Une inconnue fictive devient marquise

En effet, la récente orpheline, Louyse Bouvard, qui vient de nulle part, s’est imposée à la cour, jusqu’à devenir marquise et plus encore… Les sombres péripéties qu’elle traverse sont le fruit d’un caractère extraordinaire dont l’audace est le pendant de l’atmosphère anxiogène.

Sa mère, empoisonneuse, a connu le bûcher et a laissé derrière elle une enfant dont on n’aura de cesse de conter la beauté et bientôt l’intelligence – de se frayer une voie dans un monde hostile où tout n’est que secret, suspicion, superstition. Les nobles trempent dans un trafic que le poison symbolise : qui assassine son mari, qui est jalouse de la nouvelle favorite du roi, qui voudrait se faire aimer, etc.

Ces manigances, aussi extravagantes semblent-elles, ne font aucun doute grâce à la précision historique de l’auteur. Tous les personnages principaux de l’affaire des poisons sont convoqués : la Bosse, la Voisine, la Vigouroux, Fontanges la Reynie, etc, l’auteur réussit avec beaucoup de délicatesse et de fluidité à rendre compte de l’épisode historique sans alourdir le récit.

Et la création, plutôt chiadée, du personnage féminin rend bien le romanesque d’une époque où l’on pouvait encore croire à la magie.

Un autre regard

Cette invention est, à proprement parler, l’œuvre de l’écrivain, c’est-à-dire qu’il joue grâce à Louyse, avec elle, à côté d’elle aussi. Le développement narratif la définit comme un être complexe et psychopompe ! De facto, les rapports mère/fille sont troublants car Louyse parle à feu sa mère aux moments cruciaux de sa montée au pouvoir.

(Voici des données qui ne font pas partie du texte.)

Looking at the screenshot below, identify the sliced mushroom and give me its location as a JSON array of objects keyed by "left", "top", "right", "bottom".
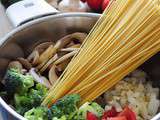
[
  {"left": 39, "top": 45, "right": 57, "bottom": 63},
  {"left": 27, "top": 50, "right": 39, "bottom": 65},
  {"left": 57, "top": 58, "right": 71, "bottom": 72},
  {"left": 17, "top": 58, "right": 32, "bottom": 70},
  {"left": 39, "top": 54, "right": 58, "bottom": 73},
  {"left": 8, "top": 61, "right": 23, "bottom": 71},
  {"left": 71, "top": 32, "right": 87, "bottom": 43},
  {"left": 29, "top": 68, "right": 51, "bottom": 88},
  {"left": 48, "top": 64, "right": 58, "bottom": 85},
  {"left": 54, "top": 51, "right": 78, "bottom": 65},
  {"left": 35, "top": 42, "right": 54, "bottom": 54}
]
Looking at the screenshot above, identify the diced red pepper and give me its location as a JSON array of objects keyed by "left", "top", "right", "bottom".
[
  {"left": 81, "top": 0, "right": 87, "bottom": 2},
  {"left": 118, "top": 106, "right": 136, "bottom": 120},
  {"left": 87, "top": 0, "right": 103, "bottom": 10},
  {"left": 102, "top": 107, "right": 118, "bottom": 120},
  {"left": 87, "top": 112, "right": 98, "bottom": 120}
]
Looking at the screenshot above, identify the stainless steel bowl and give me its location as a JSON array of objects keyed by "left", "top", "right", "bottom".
[{"left": 0, "top": 13, "right": 160, "bottom": 120}]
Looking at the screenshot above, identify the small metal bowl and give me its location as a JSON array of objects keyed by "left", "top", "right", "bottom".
[{"left": 0, "top": 13, "right": 160, "bottom": 120}]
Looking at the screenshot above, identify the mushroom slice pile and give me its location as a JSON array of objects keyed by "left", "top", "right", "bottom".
[{"left": 25, "top": 32, "right": 87, "bottom": 87}]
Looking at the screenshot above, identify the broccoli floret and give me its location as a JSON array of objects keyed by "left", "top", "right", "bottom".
[
  {"left": 14, "top": 84, "right": 48, "bottom": 115},
  {"left": 4, "top": 68, "right": 34, "bottom": 95},
  {"left": 14, "top": 93, "right": 33, "bottom": 115},
  {"left": 78, "top": 102, "right": 104, "bottom": 119},
  {"left": 24, "top": 107, "right": 48, "bottom": 120},
  {"left": 50, "top": 94, "right": 80, "bottom": 118},
  {"left": 52, "top": 116, "right": 68, "bottom": 120},
  {"left": 90, "top": 102, "right": 104, "bottom": 117}
]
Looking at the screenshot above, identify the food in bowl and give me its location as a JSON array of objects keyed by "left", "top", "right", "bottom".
[{"left": 1, "top": 32, "right": 160, "bottom": 120}]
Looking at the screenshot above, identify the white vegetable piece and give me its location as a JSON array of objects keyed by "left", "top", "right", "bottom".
[{"left": 58, "top": 0, "right": 88, "bottom": 12}]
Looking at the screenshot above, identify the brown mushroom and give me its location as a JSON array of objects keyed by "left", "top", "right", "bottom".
[
  {"left": 17, "top": 58, "right": 32, "bottom": 70},
  {"left": 71, "top": 32, "right": 87, "bottom": 43},
  {"left": 53, "top": 32, "right": 87, "bottom": 49},
  {"left": 34, "top": 42, "right": 54, "bottom": 54},
  {"left": 48, "top": 64, "right": 58, "bottom": 85},
  {"left": 29, "top": 68, "right": 51, "bottom": 88},
  {"left": 57, "top": 58, "right": 71, "bottom": 73},
  {"left": 39, "top": 45, "right": 58, "bottom": 63},
  {"left": 39, "top": 54, "right": 58, "bottom": 73},
  {"left": 54, "top": 51, "right": 78, "bottom": 65}
]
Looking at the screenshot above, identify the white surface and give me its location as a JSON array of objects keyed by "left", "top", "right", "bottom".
[{"left": 6, "top": 0, "right": 58, "bottom": 27}]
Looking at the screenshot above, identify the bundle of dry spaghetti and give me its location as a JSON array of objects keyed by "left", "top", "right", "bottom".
[{"left": 42, "top": 0, "right": 160, "bottom": 106}]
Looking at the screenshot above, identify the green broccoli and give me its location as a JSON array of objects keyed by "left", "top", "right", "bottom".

Son ascension questionne d’ailleurs la trahison de son appartenance sociale. Comme Jeanne du Barry dans le film éponyme de Maïwenn, fille du peuple et maîtresse de Louis XIV, Louyse Bouvard nous laisse entrevoir un roi attentionné, à la mégalomanie intermittente, j’en veux pour preuve sa confession : « En privé, Louis se qualifie lui-même d’ignorant. A peine lui a-t-on appris à lire et à écrire et ce défaut de connaissance des choses communes de l’histoire, des continents, des fortunes du monde, des conduites et des usages, le fait souvent tomber dans les absurdités les plus grossières, mais il n’en a cure. Il préfère l’action à la connaissance et regarde le savoir avec dédain. »

En somme, L’ombre du Roi Soleil est un roman intelligent qui mêle fiction et histoire, jouant ainsi sur notre fantasme de la Cour et ses souterrains, révélant sans distance les rouages du pouvoir.